Swinney, speaking to reporters at his football camp in Clemson on Wednesday, said the new rule will have minimal impact on the game. In the past, coaches were allowed to block players from transferring to certain schools, but Swinney said the banned list of schools was far from extravagant.
"I don't think it's going to have much of an impact," he said. "In the past, there were few restrictions, you might have 10 schools you might try to (block) — schools on your schedule that year. That was kind of the standard process, but that's really the only change."
Several players have either transferred from Clemson this offseason or announced their decision to do so, including former quarterbacks Zerrick Cooper and Hunter Johnson, now at Jacksonville State and Northwestern, respectively, and defensive tackle Josh Belk, who will continue his career at South Carolina.
Generally, when it's first announced a player will leave their program, a handful of programs are rumored as possible destinations. Said student-athlete may also take a few visits in what's essentially their second run at recruitment.
Swinney, however, hinted that those visits and rumors are, more often than not, more fluff than substance and players rarely asked permission to transfer in the past.
"They don't have to come and ask you, they just go," he said. "But usually they don't ask you anyway, they already know where they're going before they get to that point. I don't have a problem with it at all, it's what it is.
"I don't have a problem with it. I just focus on the ones here."
The ones here at quarterback are Kelly Bryant, Trevor Lawrence, Chase Brice and newcomer Ben Batson who was originally going to play safety for the Tigers, but the former Dorman standout will continue his career behind center.
"Now, we have three that I think we can win with," Swinney said.
"We had four that I felt like we could win with. Now we have three."
The NCAA also announced a rule allowing Division-I college football players to play in as many as four games in a season without exhausting their eligibility for the year, protecting players if they're unable to play due to injury or "other factors."
Swinney is all for that rule.
“That is awesome! Are you kidding me,” Swinney said.
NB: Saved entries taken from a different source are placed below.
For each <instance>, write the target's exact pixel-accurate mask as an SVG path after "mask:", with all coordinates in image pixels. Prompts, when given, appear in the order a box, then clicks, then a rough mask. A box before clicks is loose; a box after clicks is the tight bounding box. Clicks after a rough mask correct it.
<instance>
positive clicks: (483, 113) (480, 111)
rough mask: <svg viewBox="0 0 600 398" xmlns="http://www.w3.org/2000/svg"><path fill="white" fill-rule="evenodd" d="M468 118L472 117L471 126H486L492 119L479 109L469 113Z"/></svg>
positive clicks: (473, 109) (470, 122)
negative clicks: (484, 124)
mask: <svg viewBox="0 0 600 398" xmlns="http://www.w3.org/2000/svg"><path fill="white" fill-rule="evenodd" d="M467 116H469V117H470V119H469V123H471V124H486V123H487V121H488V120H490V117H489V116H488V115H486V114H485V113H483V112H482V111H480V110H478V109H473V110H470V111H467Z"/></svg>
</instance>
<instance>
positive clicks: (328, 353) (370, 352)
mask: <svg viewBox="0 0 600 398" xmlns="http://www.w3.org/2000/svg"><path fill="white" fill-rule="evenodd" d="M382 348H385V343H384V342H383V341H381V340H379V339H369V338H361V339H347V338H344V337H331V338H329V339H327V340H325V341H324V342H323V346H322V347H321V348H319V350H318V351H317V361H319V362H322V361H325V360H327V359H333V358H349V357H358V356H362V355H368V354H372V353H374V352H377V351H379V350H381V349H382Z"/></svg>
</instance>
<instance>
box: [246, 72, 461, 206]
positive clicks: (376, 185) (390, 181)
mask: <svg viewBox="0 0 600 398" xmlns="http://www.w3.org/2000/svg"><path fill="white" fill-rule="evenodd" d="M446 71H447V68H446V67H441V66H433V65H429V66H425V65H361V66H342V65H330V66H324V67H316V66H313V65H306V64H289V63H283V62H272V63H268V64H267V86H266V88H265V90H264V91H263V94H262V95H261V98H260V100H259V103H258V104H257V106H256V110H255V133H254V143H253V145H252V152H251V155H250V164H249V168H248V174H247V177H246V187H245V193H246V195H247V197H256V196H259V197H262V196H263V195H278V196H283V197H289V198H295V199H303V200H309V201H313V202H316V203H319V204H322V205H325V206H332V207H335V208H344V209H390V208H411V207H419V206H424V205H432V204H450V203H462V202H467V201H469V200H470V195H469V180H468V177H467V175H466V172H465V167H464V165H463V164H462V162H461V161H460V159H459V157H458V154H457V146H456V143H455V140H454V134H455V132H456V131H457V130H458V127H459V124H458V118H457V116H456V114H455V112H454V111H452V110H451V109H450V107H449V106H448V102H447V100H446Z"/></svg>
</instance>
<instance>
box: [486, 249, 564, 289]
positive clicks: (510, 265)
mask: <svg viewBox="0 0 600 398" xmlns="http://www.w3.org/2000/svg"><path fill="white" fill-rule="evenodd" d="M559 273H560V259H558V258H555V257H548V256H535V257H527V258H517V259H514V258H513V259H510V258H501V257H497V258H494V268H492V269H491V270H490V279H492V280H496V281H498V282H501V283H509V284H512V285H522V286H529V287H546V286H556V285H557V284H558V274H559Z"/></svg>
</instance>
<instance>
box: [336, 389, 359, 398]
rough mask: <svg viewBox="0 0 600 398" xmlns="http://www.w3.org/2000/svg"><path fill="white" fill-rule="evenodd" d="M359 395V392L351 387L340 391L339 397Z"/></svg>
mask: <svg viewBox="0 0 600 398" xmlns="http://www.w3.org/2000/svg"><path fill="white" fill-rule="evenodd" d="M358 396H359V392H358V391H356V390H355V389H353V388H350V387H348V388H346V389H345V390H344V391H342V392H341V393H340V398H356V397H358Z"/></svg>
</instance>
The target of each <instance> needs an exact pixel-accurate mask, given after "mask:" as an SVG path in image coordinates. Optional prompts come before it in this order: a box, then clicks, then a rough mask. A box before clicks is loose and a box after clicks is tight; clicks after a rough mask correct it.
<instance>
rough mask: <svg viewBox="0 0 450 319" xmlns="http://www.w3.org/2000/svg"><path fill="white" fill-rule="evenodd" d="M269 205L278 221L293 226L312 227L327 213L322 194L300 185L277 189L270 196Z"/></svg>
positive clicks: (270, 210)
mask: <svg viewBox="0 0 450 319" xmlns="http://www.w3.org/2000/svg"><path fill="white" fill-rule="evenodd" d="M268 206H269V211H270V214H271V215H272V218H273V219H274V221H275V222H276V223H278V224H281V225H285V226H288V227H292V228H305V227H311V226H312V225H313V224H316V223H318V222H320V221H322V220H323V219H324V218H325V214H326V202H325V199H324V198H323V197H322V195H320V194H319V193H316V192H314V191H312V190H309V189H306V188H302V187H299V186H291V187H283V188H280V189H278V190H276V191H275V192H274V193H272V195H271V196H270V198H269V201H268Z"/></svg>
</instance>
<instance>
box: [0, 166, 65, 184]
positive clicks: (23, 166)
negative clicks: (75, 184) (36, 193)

“The fact that you have a chance to maybe play a kid that you know you want to redshirt, but maybe it is a home game or something and you get an opportunity to get him a little bit of experience or you have a guy that is not ready but all of sudden you have a couple of injuries and by the end of the year, maybe you have three games left, and maybe a guy can play and finish it out and not lose a whole year of eligibility. Maybe something in the bowl situation where maybe you have some injuries or whatever… I think it is great for the health of the student athletes and all of those other reasons we talked about.”